Bkd genes are absent from the C. thermocellum genome, and our bioinformatic searches failed to identify homologs. The canonical Bkd complex comprises three catalytic components—E1 (α-ketoacid decarboxylase), E2 (dihydrolipoyl transacylase), and E3 (dihydrolipoamide dehydrogenase)—that sequentially decarboxylate α-keto acids, transfer the acyl group to CoA, and regenerate the oxidized lipoyl group (33). Pfor enzymes catalyze an analogous TPP-dependent oxidative decarboxylation of α-keto acids (e.g., pyruvate) to yield acyl-CoA, but use ferredoxin rather than NAD^+^/FAD as the electron acceptor (35) (Fig. S4). The pfor4 locus (Clo1313_1353–1356) encodes proteins with functions analogous to Bkd subunits: a 4Fe–4S ferredoxin-binding domain protein (Clo1313_1353, E3-like), a pyruvate flavodoxin/ferredoxin oxidoreductase domain protein (Clo1313_1354, E3-like), a TPP-binding domain protein (Clo1313_1355, E1-like), and a pyruvate/ketoisovalerate oxidoreductase catalytic domain (Clo1313_1353, E2-like). These shared structural and catalytic features support the conclusion that Pfor4 functionally replaces Bkd in C. thermocellum. Notably, the pfor4 locus has also been annotated as a ketoisovalerate ferredoxin-dependent reductase, and previous studies have shown its role in isobutanol synthesis (5, 36). However, its potential contribution to branched-chain fatty acid biosynthesis has not previously been proposed or examined. Future studies involving detailed in vitro biochemical characterization of Pfor4 will be important to define its complete substrate range and to clarify the extent to which its activity is directed toward the oxidative decarboxylation of pyruvate to form acetyl-CoA, if at all, versus branched-chain fatty acid synthesis.

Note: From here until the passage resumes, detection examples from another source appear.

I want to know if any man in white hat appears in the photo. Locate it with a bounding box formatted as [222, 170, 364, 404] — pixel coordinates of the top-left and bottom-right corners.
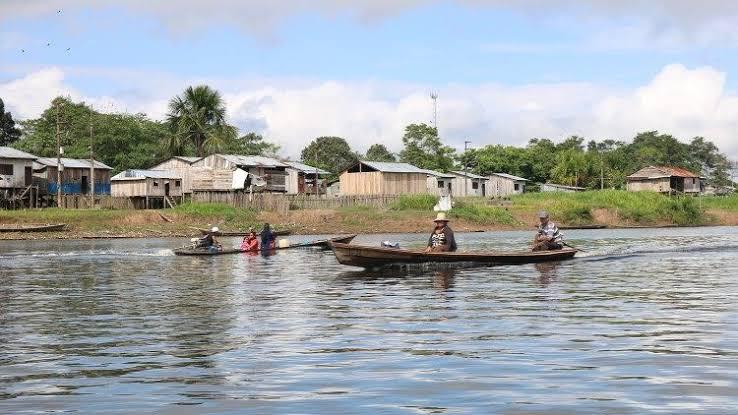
[533, 210, 564, 251]
[425, 212, 456, 252]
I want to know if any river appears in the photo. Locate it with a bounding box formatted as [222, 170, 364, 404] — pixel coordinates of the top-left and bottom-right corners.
[0, 227, 738, 414]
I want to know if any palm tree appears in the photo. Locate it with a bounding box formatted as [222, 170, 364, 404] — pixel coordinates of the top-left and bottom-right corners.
[167, 85, 237, 157]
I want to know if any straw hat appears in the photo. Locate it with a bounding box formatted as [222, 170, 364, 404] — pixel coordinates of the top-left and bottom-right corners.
[433, 212, 448, 222]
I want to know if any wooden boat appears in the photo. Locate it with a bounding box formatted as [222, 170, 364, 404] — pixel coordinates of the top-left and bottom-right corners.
[331, 243, 577, 268]
[0, 223, 67, 232]
[197, 228, 292, 236]
[174, 235, 356, 256]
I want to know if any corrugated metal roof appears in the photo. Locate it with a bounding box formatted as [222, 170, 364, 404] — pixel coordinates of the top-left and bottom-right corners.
[492, 173, 530, 182]
[172, 156, 202, 164]
[36, 157, 113, 170]
[282, 160, 331, 176]
[451, 171, 487, 180]
[628, 166, 699, 179]
[361, 161, 426, 174]
[0, 147, 38, 160]
[421, 169, 456, 179]
[110, 169, 181, 180]
[218, 154, 288, 167]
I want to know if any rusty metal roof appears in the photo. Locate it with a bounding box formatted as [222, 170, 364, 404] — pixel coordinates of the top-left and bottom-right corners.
[628, 166, 700, 179]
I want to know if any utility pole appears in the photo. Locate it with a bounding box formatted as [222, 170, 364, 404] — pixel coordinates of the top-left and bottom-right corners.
[90, 118, 95, 209]
[464, 140, 471, 196]
[54, 102, 64, 207]
[431, 91, 438, 133]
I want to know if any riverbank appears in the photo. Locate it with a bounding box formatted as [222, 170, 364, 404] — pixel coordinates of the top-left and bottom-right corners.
[0, 191, 738, 239]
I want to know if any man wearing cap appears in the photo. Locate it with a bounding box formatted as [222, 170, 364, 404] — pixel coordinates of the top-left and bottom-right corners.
[533, 211, 564, 251]
[425, 212, 456, 252]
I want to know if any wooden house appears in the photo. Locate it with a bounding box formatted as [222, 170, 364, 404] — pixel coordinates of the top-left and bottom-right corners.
[111, 170, 183, 209]
[340, 161, 428, 195]
[282, 160, 331, 195]
[149, 156, 203, 195]
[627, 166, 704, 194]
[192, 154, 289, 193]
[425, 170, 456, 196]
[450, 171, 489, 197]
[488, 173, 529, 197]
[541, 183, 587, 193]
[33, 157, 113, 195]
[0, 147, 38, 190]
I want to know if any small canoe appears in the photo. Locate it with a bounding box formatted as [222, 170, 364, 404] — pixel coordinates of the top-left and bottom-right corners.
[331, 243, 577, 268]
[174, 235, 356, 256]
[0, 223, 67, 232]
[198, 229, 292, 236]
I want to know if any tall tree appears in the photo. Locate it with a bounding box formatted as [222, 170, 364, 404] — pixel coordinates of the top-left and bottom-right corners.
[167, 85, 237, 157]
[364, 144, 397, 162]
[0, 98, 21, 146]
[400, 124, 454, 172]
[301, 136, 359, 173]
[15, 97, 167, 172]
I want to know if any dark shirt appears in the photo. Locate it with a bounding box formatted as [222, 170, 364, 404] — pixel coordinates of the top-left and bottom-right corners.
[428, 226, 456, 252]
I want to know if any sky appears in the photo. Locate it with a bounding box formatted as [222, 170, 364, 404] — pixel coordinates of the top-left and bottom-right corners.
[0, 0, 738, 159]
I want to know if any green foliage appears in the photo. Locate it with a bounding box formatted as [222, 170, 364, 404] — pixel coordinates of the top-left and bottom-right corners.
[400, 124, 454, 172]
[167, 85, 237, 157]
[390, 194, 438, 210]
[364, 144, 397, 162]
[0, 98, 21, 146]
[14, 97, 168, 172]
[449, 200, 520, 226]
[301, 137, 359, 173]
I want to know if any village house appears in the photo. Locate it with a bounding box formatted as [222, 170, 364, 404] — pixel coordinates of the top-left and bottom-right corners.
[424, 170, 456, 196]
[541, 183, 587, 193]
[33, 157, 113, 195]
[489, 173, 529, 197]
[282, 160, 331, 195]
[450, 171, 488, 197]
[110, 170, 183, 209]
[627, 166, 704, 194]
[0, 147, 37, 207]
[192, 154, 289, 193]
[340, 161, 428, 195]
[149, 156, 203, 195]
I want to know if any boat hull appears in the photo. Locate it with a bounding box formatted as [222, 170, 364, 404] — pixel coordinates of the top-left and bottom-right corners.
[331, 243, 577, 268]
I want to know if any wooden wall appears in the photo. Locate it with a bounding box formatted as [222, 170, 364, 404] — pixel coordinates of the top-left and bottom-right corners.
[340, 171, 428, 195]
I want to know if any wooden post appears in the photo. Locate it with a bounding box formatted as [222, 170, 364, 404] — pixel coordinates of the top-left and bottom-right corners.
[54, 102, 62, 207]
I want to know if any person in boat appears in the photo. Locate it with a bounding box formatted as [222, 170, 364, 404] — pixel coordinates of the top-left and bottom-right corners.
[425, 212, 456, 252]
[241, 228, 259, 252]
[197, 226, 222, 251]
[261, 223, 275, 250]
[533, 211, 564, 251]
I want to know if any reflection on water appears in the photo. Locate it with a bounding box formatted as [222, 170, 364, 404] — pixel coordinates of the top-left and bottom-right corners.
[0, 228, 738, 414]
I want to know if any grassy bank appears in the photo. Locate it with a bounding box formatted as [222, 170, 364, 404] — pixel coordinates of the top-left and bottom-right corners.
[0, 191, 738, 239]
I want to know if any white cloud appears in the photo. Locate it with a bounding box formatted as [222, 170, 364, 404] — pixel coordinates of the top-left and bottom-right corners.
[0, 64, 738, 158]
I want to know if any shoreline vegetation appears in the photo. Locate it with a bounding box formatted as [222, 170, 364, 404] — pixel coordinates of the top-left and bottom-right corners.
[0, 190, 738, 240]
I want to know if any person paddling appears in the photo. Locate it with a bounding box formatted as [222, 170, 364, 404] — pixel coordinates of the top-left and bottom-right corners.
[241, 228, 259, 252]
[261, 223, 274, 251]
[533, 211, 564, 251]
[425, 212, 456, 252]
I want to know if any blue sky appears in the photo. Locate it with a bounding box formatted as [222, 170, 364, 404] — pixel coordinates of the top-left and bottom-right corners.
[0, 0, 738, 156]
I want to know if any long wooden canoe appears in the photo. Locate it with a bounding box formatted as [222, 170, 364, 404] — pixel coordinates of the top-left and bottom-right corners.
[174, 235, 356, 256]
[197, 228, 292, 236]
[331, 243, 577, 268]
[0, 223, 67, 232]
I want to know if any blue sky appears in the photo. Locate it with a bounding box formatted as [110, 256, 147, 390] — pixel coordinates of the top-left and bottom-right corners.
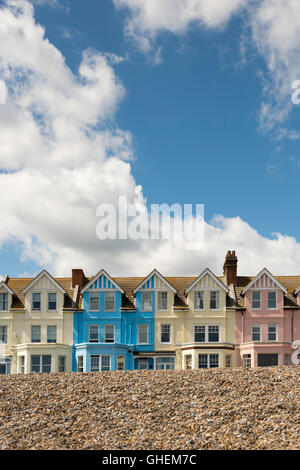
[0, 0, 300, 275]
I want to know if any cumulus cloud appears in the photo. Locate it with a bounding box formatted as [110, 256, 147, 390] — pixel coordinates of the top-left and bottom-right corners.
[0, 0, 300, 275]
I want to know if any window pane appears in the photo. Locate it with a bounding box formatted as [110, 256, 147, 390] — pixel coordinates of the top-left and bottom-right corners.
[104, 292, 115, 312]
[184, 354, 192, 369]
[210, 291, 219, 310]
[194, 291, 204, 310]
[117, 356, 125, 370]
[104, 325, 115, 343]
[158, 292, 168, 310]
[161, 325, 171, 343]
[225, 354, 232, 367]
[0, 293, 8, 311]
[58, 356, 66, 372]
[89, 325, 99, 343]
[252, 325, 260, 341]
[48, 293, 56, 310]
[32, 292, 41, 310]
[142, 292, 152, 312]
[198, 354, 208, 369]
[208, 326, 219, 343]
[31, 356, 41, 372]
[31, 326, 41, 343]
[194, 325, 205, 343]
[101, 356, 110, 372]
[268, 324, 277, 341]
[138, 325, 148, 344]
[42, 355, 51, 373]
[252, 291, 260, 309]
[90, 292, 100, 312]
[47, 326, 56, 343]
[91, 356, 100, 372]
[209, 354, 219, 368]
[77, 356, 83, 372]
[0, 326, 7, 344]
[268, 292, 277, 308]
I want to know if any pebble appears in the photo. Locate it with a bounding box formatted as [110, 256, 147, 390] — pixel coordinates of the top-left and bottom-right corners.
[0, 366, 300, 450]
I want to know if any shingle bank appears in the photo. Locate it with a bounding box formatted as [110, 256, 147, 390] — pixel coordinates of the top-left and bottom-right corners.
[0, 366, 300, 450]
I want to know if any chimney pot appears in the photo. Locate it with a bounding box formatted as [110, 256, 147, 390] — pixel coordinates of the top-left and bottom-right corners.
[72, 269, 86, 289]
[223, 251, 238, 286]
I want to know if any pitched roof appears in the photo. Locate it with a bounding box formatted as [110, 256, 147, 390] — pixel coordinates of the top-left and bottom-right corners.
[81, 269, 124, 294]
[133, 269, 176, 294]
[186, 268, 229, 293]
[7, 277, 80, 310]
[242, 268, 287, 294]
[235, 276, 300, 309]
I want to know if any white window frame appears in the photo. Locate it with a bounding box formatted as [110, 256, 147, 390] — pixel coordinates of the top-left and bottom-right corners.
[89, 291, 100, 312]
[30, 354, 52, 374]
[268, 290, 277, 310]
[251, 323, 261, 343]
[209, 290, 220, 310]
[194, 325, 220, 344]
[30, 325, 42, 344]
[194, 290, 204, 311]
[137, 323, 149, 345]
[0, 292, 9, 312]
[0, 325, 8, 344]
[89, 323, 100, 344]
[183, 354, 193, 370]
[160, 323, 171, 344]
[77, 355, 84, 372]
[31, 292, 42, 312]
[268, 323, 278, 343]
[57, 354, 67, 372]
[198, 353, 220, 369]
[104, 323, 115, 344]
[47, 325, 57, 344]
[157, 290, 169, 312]
[251, 290, 261, 310]
[117, 354, 125, 370]
[142, 291, 153, 312]
[90, 354, 111, 372]
[48, 292, 57, 312]
[104, 292, 116, 312]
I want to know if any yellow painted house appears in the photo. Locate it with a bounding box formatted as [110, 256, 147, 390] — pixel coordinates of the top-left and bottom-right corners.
[155, 255, 236, 369]
[0, 270, 79, 373]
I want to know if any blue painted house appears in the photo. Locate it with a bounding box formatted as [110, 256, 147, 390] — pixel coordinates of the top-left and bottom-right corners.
[73, 269, 155, 372]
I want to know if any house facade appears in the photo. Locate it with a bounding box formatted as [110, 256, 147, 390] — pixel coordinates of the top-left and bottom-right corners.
[0, 251, 300, 374]
[0, 270, 74, 374]
[236, 268, 300, 367]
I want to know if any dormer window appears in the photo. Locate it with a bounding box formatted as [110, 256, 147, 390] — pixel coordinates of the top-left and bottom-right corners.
[142, 292, 152, 312]
[194, 291, 204, 310]
[252, 291, 260, 310]
[268, 292, 277, 310]
[32, 292, 41, 310]
[0, 293, 8, 312]
[48, 292, 56, 310]
[158, 292, 168, 310]
[210, 291, 220, 310]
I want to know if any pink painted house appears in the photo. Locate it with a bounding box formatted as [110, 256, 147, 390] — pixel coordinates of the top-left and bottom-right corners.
[232, 260, 300, 367]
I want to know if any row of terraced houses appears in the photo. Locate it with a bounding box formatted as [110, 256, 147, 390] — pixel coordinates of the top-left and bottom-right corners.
[0, 251, 300, 374]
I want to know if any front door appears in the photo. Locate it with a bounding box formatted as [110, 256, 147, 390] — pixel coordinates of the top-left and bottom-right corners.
[257, 354, 278, 367]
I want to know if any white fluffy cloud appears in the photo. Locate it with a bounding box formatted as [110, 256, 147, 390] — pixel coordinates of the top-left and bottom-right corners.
[0, 0, 300, 275]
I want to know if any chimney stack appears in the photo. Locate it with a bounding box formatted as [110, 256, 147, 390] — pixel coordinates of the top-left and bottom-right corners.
[223, 251, 238, 286]
[72, 269, 86, 289]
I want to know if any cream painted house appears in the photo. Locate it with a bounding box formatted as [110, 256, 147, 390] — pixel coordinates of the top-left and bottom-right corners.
[0, 270, 79, 373]
[154, 258, 236, 369]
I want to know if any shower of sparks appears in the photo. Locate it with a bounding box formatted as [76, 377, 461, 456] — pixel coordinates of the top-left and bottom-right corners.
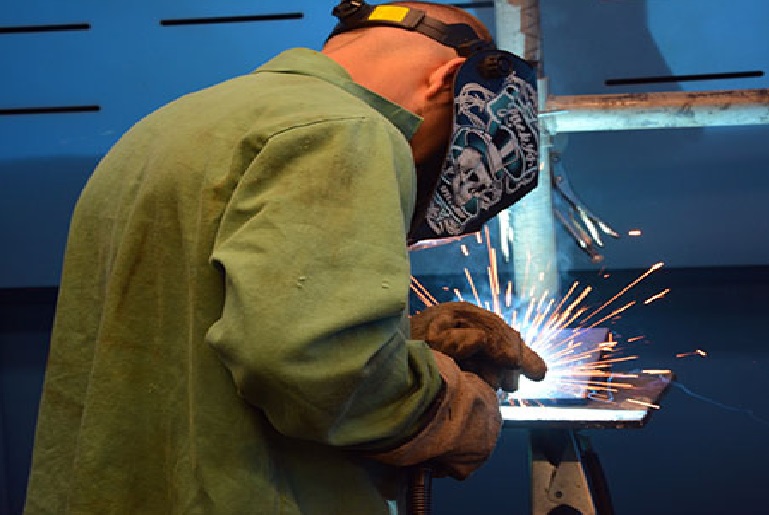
[676, 349, 708, 358]
[644, 288, 670, 304]
[627, 399, 660, 409]
[411, 235, 668, 409]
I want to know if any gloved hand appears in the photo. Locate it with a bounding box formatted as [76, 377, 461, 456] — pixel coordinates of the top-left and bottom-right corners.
[371, 350, 502, 479]
[411, 302, 547, 391]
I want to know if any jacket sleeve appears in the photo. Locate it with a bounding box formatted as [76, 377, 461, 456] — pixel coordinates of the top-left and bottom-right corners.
[207, 118, 441, 448]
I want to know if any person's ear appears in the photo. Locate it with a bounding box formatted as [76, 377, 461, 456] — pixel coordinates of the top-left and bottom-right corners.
[425, 57, 466, 98]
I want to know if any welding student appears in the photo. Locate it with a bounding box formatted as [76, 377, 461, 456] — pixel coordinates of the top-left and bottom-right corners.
[26, 0, 544, 515]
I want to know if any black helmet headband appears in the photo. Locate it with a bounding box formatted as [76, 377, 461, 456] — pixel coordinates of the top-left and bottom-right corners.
[329, 0, 494, 57]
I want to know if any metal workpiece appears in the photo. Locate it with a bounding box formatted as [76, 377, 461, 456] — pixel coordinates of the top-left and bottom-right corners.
[539, 89, 769, 134]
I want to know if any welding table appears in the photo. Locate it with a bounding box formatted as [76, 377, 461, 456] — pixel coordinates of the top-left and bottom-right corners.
[500, 372, 673, 515]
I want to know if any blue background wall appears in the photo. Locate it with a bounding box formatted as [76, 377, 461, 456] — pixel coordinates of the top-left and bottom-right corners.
[0, 0, 769, 514]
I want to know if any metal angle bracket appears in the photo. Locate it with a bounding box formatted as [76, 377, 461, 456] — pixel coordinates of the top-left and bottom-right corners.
[529, 429, 613, 515]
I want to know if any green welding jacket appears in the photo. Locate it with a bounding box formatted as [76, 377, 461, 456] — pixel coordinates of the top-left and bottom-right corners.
[26, 49, 441, 515]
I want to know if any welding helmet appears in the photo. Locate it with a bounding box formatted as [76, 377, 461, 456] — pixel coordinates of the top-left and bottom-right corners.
[329, 0, 539, 242]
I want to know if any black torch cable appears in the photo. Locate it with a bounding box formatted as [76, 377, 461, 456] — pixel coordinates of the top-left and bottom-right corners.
[409, 465, 433, 515]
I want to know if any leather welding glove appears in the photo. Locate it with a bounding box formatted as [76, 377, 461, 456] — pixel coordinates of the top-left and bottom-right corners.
[411, 302, 547, 391]
[371, 351, 502, 480]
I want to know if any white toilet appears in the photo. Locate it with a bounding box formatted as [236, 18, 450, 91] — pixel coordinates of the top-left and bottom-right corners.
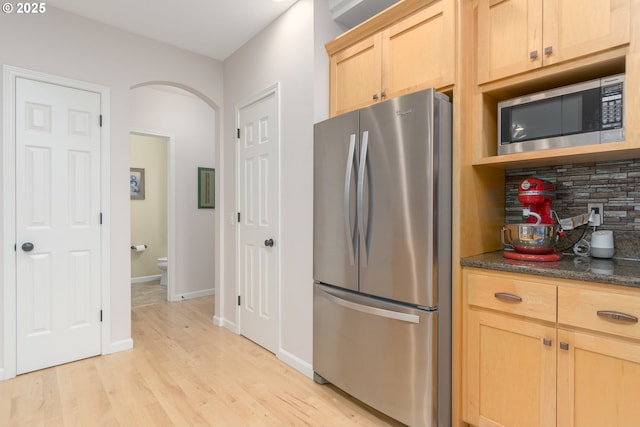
[158, 256, 169, 285]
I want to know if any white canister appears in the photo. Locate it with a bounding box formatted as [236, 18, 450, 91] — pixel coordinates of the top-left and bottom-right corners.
[589, 230, 615, 258]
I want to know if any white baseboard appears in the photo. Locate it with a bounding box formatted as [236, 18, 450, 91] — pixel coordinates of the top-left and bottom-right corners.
[102, 338, 133, 354]
[174, 288, 216, 301]
[131, 274, 162, 283]
[278, 349, 313, 379]
[213, 316, 238, 334]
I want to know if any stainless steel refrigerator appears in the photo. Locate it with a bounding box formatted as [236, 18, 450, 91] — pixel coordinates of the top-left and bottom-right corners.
[313, 89, 451, 427]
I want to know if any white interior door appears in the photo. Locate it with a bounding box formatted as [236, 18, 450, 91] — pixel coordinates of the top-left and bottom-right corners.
[15, 78, 101, 373]
[237, 91, 279, 353]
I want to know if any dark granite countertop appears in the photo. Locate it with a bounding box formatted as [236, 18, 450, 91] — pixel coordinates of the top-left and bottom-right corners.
[460, 251, 640, 288]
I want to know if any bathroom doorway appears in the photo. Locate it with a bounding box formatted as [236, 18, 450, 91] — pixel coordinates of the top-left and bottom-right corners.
[130, 130, 174, 307]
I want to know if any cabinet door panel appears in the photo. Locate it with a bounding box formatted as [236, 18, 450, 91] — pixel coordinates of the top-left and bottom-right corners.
[465, 310, 556, 427]
[542, 0, 631, 65]
[477, 0, 543, 83]
[558, 330, 640, 427]
[382, 0, 455, 97]
[329, 34, 382, 116]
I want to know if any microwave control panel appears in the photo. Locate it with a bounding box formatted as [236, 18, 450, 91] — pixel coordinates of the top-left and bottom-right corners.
[602, 82, 624, 130]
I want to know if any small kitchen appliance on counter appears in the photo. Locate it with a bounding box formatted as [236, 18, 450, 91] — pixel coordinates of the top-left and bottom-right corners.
[502, 178, 562, 261]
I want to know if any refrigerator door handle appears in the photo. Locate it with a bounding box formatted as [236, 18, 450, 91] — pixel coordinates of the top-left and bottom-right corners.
[325, 291, 420, 324]
[344, 133, 358, 265]
[356, 130, 369, 267]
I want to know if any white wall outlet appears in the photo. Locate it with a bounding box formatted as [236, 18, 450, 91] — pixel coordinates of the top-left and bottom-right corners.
[587, 203, 604, 227]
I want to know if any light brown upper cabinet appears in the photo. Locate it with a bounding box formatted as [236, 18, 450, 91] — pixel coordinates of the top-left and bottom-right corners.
[477, 0, 631, 84]
[327, 0, 455, 116]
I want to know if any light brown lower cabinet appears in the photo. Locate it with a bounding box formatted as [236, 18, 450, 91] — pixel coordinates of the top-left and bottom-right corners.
[463, 268, 640, 427]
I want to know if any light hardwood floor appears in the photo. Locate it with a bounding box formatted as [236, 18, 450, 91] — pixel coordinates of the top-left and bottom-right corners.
[0, 297, 399, 427]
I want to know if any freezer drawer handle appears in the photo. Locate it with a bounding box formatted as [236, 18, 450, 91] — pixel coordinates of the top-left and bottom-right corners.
[327, 293, 420, 324]
[493, 292, 522, 302]
[597, 310, 638, 323]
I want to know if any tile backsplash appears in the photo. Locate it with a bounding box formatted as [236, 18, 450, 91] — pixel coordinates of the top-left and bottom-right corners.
[505, 159, 640, 259]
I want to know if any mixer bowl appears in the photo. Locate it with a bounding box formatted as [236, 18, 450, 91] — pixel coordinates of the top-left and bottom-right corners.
[502, 224, 560, 254]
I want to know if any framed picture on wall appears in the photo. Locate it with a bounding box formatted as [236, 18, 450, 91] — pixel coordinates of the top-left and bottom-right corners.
[129, 168, 144, 200]
[198, 168, 216, 209]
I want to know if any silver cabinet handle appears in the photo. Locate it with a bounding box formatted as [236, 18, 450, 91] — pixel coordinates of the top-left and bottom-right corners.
[325, 292, 420, 323]
[344, 133, 358, 265]
[493, 292, 522, 302]
[596, 310, 638, 323]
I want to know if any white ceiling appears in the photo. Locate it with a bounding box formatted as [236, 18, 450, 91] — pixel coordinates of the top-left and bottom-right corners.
[47, 0, 297, 61]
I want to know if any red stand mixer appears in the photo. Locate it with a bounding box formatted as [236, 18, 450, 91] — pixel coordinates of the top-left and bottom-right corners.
[502, 178, 562, 261]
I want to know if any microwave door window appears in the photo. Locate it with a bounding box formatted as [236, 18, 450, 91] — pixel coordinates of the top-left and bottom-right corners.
[510, 98, 562, 142]
[562, 93, 582, 135]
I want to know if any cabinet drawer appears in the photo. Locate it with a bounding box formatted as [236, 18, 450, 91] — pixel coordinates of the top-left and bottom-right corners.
[558, 287, 640, 339]
[465, 271, 556, 322]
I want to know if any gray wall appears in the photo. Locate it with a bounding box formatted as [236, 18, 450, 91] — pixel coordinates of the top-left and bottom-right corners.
[216, 0, 342, 376]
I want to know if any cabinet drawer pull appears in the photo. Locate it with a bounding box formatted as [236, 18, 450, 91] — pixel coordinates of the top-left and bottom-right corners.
[493, 292, 522, 302]
[597, 310, 638, 323]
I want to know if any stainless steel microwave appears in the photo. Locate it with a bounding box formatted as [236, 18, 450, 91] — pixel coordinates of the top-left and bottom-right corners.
[498, 74, 625, 154]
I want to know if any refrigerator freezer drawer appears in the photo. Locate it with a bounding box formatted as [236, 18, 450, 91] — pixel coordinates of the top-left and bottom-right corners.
[313, 283, 438, 426]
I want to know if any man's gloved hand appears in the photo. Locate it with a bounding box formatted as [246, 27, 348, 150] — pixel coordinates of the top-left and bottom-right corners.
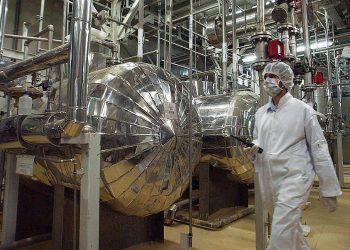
[243, 145, 259, 157]
[321, 197, 338, 213]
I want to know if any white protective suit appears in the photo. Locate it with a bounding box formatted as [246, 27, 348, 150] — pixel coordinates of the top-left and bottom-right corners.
[253, 92, 341, 250]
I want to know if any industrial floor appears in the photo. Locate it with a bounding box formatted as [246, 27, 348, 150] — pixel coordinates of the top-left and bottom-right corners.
[3, 166, 350, 250]
[127, 187, 350, 250]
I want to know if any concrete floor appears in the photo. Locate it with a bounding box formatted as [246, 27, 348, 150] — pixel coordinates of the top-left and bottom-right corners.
[3, 165, 350, 250]
[128, 188, 350, 250]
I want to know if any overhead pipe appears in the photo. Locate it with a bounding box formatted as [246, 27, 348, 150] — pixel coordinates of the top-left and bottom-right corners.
[300, 0, 312, 85]
[221, 0, 228, 92]
[0, 0, 7, 58]
[66, 0, 92, 137]
[231, 0, 238, 90]
[0, 44, 69, 86]
[58, 0, 68, 111]
[137, 0, 145, 62]
[37, 0, 45, 53]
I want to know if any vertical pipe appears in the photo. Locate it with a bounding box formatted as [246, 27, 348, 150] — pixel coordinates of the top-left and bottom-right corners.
[232, 0, 238, 90]
[166, 0, 173, 72]
[301, 0, 312, 85]
[163, 0, 168, 69]
[58, 0, 68, 111]
[1, 154, 19, 244]
[157, 1, 162, 67]
[334, 55, 343, 130]
[37, 0, 45, 53]
[188, 0, 193, 248]
[221, 0, 228, 92]
[324, 10, 337, 107]
[290, 3, 297, 58]
[256, 0, 265, 33]
[137, 0, 145, 62]
[111, 0, 122, 58]
[0, 0, 7, 58]
[12, 0, 21, 50]
[67, 0, 92, 128]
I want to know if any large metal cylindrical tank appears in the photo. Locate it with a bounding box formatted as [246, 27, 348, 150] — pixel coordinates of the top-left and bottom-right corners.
[195, 91, 259, 183]
[4, 63, 202, 216]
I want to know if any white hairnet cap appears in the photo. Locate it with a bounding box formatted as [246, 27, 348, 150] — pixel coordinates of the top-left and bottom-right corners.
[263, 62, 294, 89]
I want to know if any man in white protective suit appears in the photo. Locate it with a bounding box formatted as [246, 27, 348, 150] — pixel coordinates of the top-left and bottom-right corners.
[245, 62, 342, 250]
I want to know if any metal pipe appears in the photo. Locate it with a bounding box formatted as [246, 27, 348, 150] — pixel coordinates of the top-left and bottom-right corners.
[37, 0, 45, 53]
[0, 233, 51, 250]
[166, 0, 173, 72]
[301, 0, 312, 85]
[58, 0, 68, 111]
[67, 0, 92, 133]
[107, 17, 137, 30]
[334, 55, 343, 130]
[5, 34, 48, 42]
[231, 0, 238, 90]
[188, 0, 193, 248]
[157, 1, 162, 67]
[324, 10, 332, 108]
[123, 50, 157, 61]
[163, 1, 167, 69]
[0, 44, 69, 85]
[256, 0, 265, 32]
[137, 0, 145, 62]
[221, 0, 228, 92]
[0, 0, 7, 59]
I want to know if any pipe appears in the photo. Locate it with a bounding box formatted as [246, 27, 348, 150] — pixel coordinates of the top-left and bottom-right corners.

The membrane fatty acid composition of wild-type C. thermocellum reported here is consistent with earlier studies (22), which likewise identified iso-branched fatty acids, specifically iso-16:0 and iso-18:0, as predominant fatty acid species, with lower levels of the corresponding straight-chain n-16:0 and n-18:0. One minor difference is that the prior study did not detect anteiso-17:0, likely due to its relatively low abundance. This and other minor discrepancies may reflect differences in growth conditions, as the earlier work employed rich complex medium rather than the minimal medium used in this study.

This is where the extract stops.